I’m not really sure where I’m going with this post. Maybe its “a day in the life of an economist” combined with “anyone have any suggestions?” In any case, it gives me an opportunity to put some thoughts on paper, and hopefully you’ll find it interesting.

My day job is as a consultant. I do some strategy work for companies (not as much as I’d like – I have not been that great at marketing myself at these jobs, but if anyone is looking for an economist, drop me a line!), some forecasting (mostly for phone companies), and I build statistical models and/or statistical software (mostly for the military or NASA or the like). The latter projects come via a firm for which I am a freelance employee. I tend to get the oddball projects, and its really a lot of fun, because basically it means that every time, I have to literally invent something from scratch.

The problem is that every so often something comes along that kind of stumps me. Here’s an example… we have a project to estimate the costs of developing satellites that will not be ready for launch for at least 15 years. In other words, satellites for which some of the technology at least doesn’t exist and won’t exist for a while. I have descriptions of a couple of hundred (mostly US) satellites, and an analyst converted these descriptions into some basic information. This includes some things like mass, size, year of launch, design life, etc., but also some measures that are more specialized toward satellites, such as autonomy, method of spin control, size of solar array, etc.
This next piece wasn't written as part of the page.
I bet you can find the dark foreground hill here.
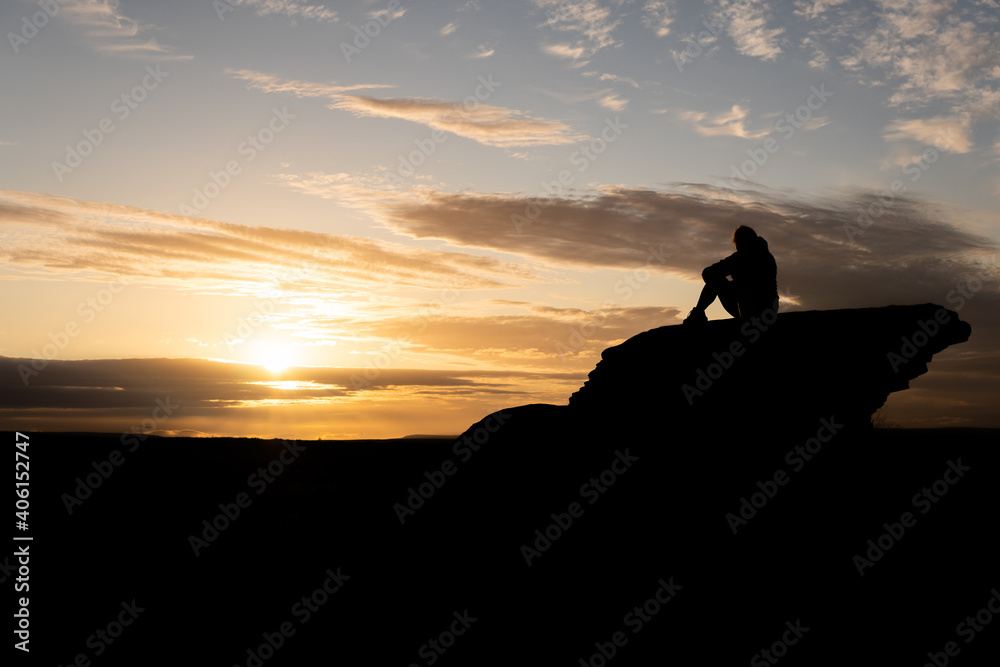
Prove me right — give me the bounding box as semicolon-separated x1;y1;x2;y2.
11;305;1000;667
Originally, we built a tool that was almost or just barely (depending on how you looked at it) artificially intelligent to rummage through the data and reach a conclusion. It took us about six months. Sadly, it didn’t do any better than at forecasting 15 years out than I was able to do with some simple regressions. As I’m getting older and the jobs are getting more complicated, I’m finding that the complex methods really don’t always buy you all that much, at least when it comes to forecasting. (As an aside… this is one of the reasons I’ve always been suspicious of the unemployment figures. One of the components of those figures comes from an ARIMA model. ARIMAs are not particularly complex, but if you pick the right parameters, you can literally get any answer you want, from unemployment = -5 trillion to unemployment = + 5 trillion. Throw on an administration that trusts political hacks more than professionals in any field, and who knows what they’re spitting out.)

And its not like we’re using the tools poorly. I’m well aware of GIGO. But we’re not blindly shoving variables into the maw of some piece of software. We’re building the software, we know how it works, and we are using them in the, um, appropriate way. But… at some point, intuition matters more. There’s more mileage from creating the right variables than from using the best tools.
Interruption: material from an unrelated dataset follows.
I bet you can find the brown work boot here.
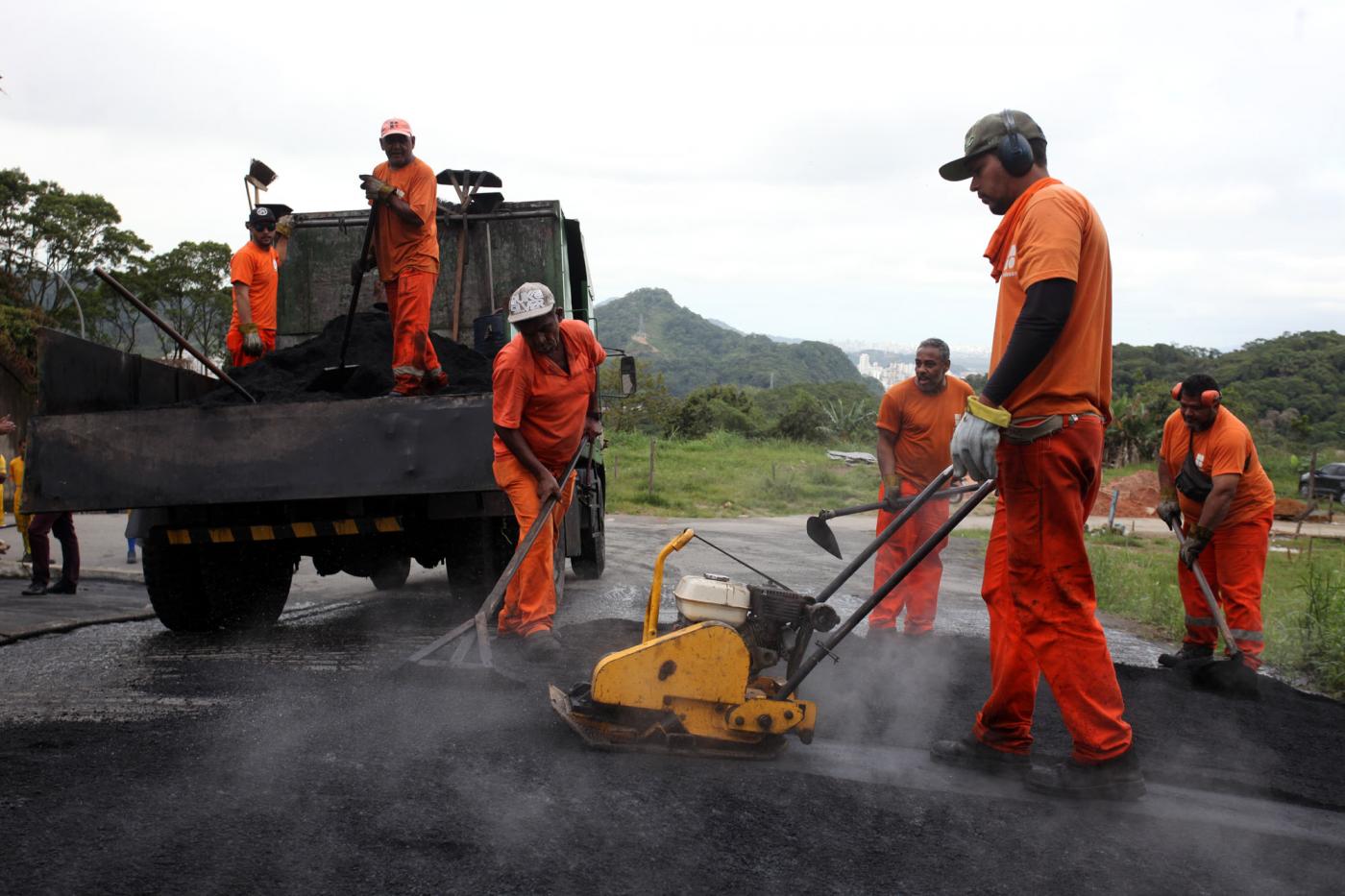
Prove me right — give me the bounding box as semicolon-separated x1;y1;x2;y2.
929;735;1032;778
1025;747;1144;801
Here’s an example… with a satellite, as a general rule, mass is highly correlated with cost. (The way in which it is correlated changes over time. The costs of getting a box into the sky have not only changed, the way the costs have changed, and the rate of change of those changes has itself changed a lot over time.) To some extent, so is the power consumption of the thing. But, some satellites are much more (or less) costly than their mass would indicate. Communications satellites, for instance, are large. But there are sometimes reason why other satellites might be very big or very small. Similarly, the power consumption may be higher (or lower) than one would expect given the cost of the satellite. But while the mass may be misleading, or the power consumption may be misleading, I’ve noticed that rarely are both misleading at the same time. A well-constructed model will take advantage of that fact. Instead of simply being related to mass, it will be related to mass subject to some information about power.

Anyway, I’ve been beating my brains against the wall, but I’m just not producing models I’m happy with for this project. (Out year forecasts with median and average absolute percentage errors of about 50%.) Not bad considering what we have to work with, but I like to do better. I have a few more ideas, but not many. Comments, suggestions, contributions and donations are all welcome.